Younger generations are interested in developing a strong financial foundation and are eager to seek advice from an advisor to help them—not just for retirement, but throughout their lives, according to a study by Edward Jones.

In conjunction with NEXT360 Partners, the firm announced a survey today that focuses on investors between 18 and 34, which the study referred to as GenNext. 

Of the more than 2,000 individuals surveyed, 72% said they believe they will be thriving in five years while 79% believe they will be thriving in 30 years. That was despite 57% describing their financial circumstances as simply surviving and 23% saying they are struggling.

GenNext have a clear understanding of what the barriers are that stand in their way toward financial success, researchers said. Of those that participated, 66% cited the rising cost of everyday items as a hinderance while 47% blamed a lack of financial resources.

However, the survey found the group is willing to take the necessary steps to build for that future, including seeking out advice from a professional. Right now, only 12% of those surveyed work with a financial. However, of those that do not, 41% said they plan to someday and 68% view financial advisors as a sounding board for ideas, according to the survey.

“They don’t have a single source for advice,” said Lena Haas, head of wealth management advice and solutions at Edward Jones. “They’re seeking someone that they can have a real conversation with and who can provide that clarity and help them cut through the clutter.”

Sixty-seven percent of those surveyed said their primary source for knowledge and advice is through a family member, a friend, or a significant other. Meanwhile, 38% get it from a website, while 25% receive it from a financial professional or expert, the study found.

The survey found that when discussing their financial goals with financial advisors, 66% said they prefer to do it in person. And 50% said they prefer to discuss transactions in person.

The study also found that young investors want an advisor that serves almost like a coach, according to Haas. 

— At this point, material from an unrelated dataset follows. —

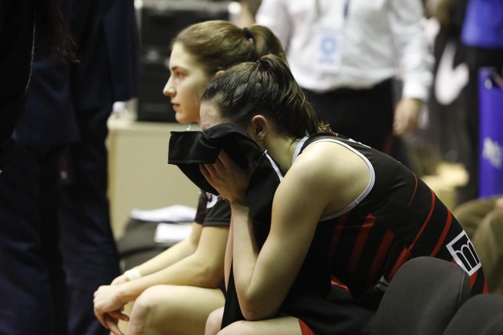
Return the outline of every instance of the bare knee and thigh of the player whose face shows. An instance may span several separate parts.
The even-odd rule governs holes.
[[[224,302],[217,288],[152,286],[136,299],[126,334],[202,335],[208,315]]]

“There is an opportunity to show the NextGen cohort that advisors are not just for those nearing retirement or have a large nest egg,” she said. “It’s really important across the lifespan because financial advice navigates many of life’s challenges, changes, and life events and makes sense of the abundance of options and information so folks can start off on the right track.”

Among the NextGen group,  67% said getting their finances in order includes getting expenses under control, while 61% said they need to increase their income, and 48% named saving for major expenses and 46% said they need to pay down debt.

“I was heartened by those who are prioritizing their finances and are focused on being responsible for everyday expenses and also increasing their income,” Haas said. “So, they’re thinking about it in the right way.”

In terms of financial wellness, the study found that the standards for what constitutes financial wellness are lower now than they had been for previous generations. The study found that 46% defined financial wellness as being able to live without a financial burden. Meanwhile, 34% defined it as having a solid financial foundation and 20% described it as either meeting or getting close to their financial goals.

While money is important to this generation, for the most part, they see it as a means to pay their bills, reduce stress, and provide comfort, according to Haas.

“We also saw that NextGen likes to have fun. They want their lattes,” she said. “They want their travel, but still not necessarily the traditional trappings of luxury that we’ve sometimes seen in previous generations.”

Finally, NextGen’s perception of work is also changing the way people work as well as retirement, according to Joe Coughlin, senior advisor to NEXT360 Partners. It is a generation that is not content staying in one job and moving up the corporate ladder. They will switch jobs to better their financial situation, or for better technology, or better opportunities, Coughlin said.

“Employers today will have to come up with a compelling value proposition that is beyond simply a paycheck but so much more,” he said.

In addition, this generation was severely affected by the financial crises and how that impacted them and their parents. As such, they put a heavier priority on security thus they are willing to have multiple sources of income. So, if one of the revenue streams is cut off, it will not result in a significant financial burden, Coughlin explained.

To help get this generation to retirement, they will turn to financial advisors and Coughlin pointed out that it will not be just to make those long-term decisions about saving for retirement.

“Advice is no longer, not that it should have been in the first place, primarily about retirement,” he said. “It’s about more we’re seeing what the generation is looking for is anticipatory guidance, not just retirement planning.”